La critique cinéma : Raging Bull #filmculte

Ce débat a été réalisé en partenariat avec les rédacteurs de Ciné Maccro : un site qui propose une vision hétéroclite du cinéma.

bannière CineMaccro

1. Le contexte

Raging Bull est un film biographique qui retrace la vie du célèbre boxeur Jake LaMotta.

Jake LaMotta était un boxeur américain d’origine italienne surnommé « le taureau du Bronx ». Issu d’un milieu modeste, il atteignit les sommets grâce à des combats mythiques, notamment contre Sugar Ray Robinson et Marcel Cerdan, qui le mèneront au titre de champion du monde des poids moyens. Mais rongé par la paranoïa et la colère, il connut ensuite une série d’échecs, notamment dans sa vie privée.

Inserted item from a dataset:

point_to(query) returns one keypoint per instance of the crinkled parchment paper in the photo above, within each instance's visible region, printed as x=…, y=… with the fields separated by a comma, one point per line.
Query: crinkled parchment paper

Genre : Drame biographique

Réalisateur : Martin Scorsese

Avec (entre autre) : Robert De Niro (Jake LaMotta), Cathy Moriarty (Vickie LaMotta), Joe Pesci (Joey LaMotta), Franck Vincent (Salvy Batts)

Durée : 2h09

Sortie : 25 mars 1981 en France

Budget : 18 000 000$

Lorsque Jake LaMotta a vu le film, il s’est rendu compte de la personne horrible qu’il avait été. Il a demandé à son ex-femme Vickie s’il avait vraiment été comme ça. Elle lui a répondu « Tu étais pire »

Source : imdb.com

2. Le débat des experts

Le principe du Drenche est de présenter l’actualité sous forme de débats. Le but est qu’en lisant un argumentaire qui défend le « pour » et les arguments du camp du « contre », vous puissiez vous forger une opinion ; votre opinion.
Le « Pour »
Thomas Graindorge
Critique pour Ciné Maccro
Scorsese et la boxe sophistiquée

Au commencement, il y avait le vide. Puis vint en 1976 Rocky, devenu depuis visage de l’american dream et icône de l’abnégation et du dépassement de soi. Quatre ans plus tard, arriva ce qui s’avérera être la face d’une même pièce, le penchant sophistiqué de la boxe : Raging Bull. Un film à la réputation tardive dont l’originalité l’a depuis installé parmi les meilleurs films des années 80.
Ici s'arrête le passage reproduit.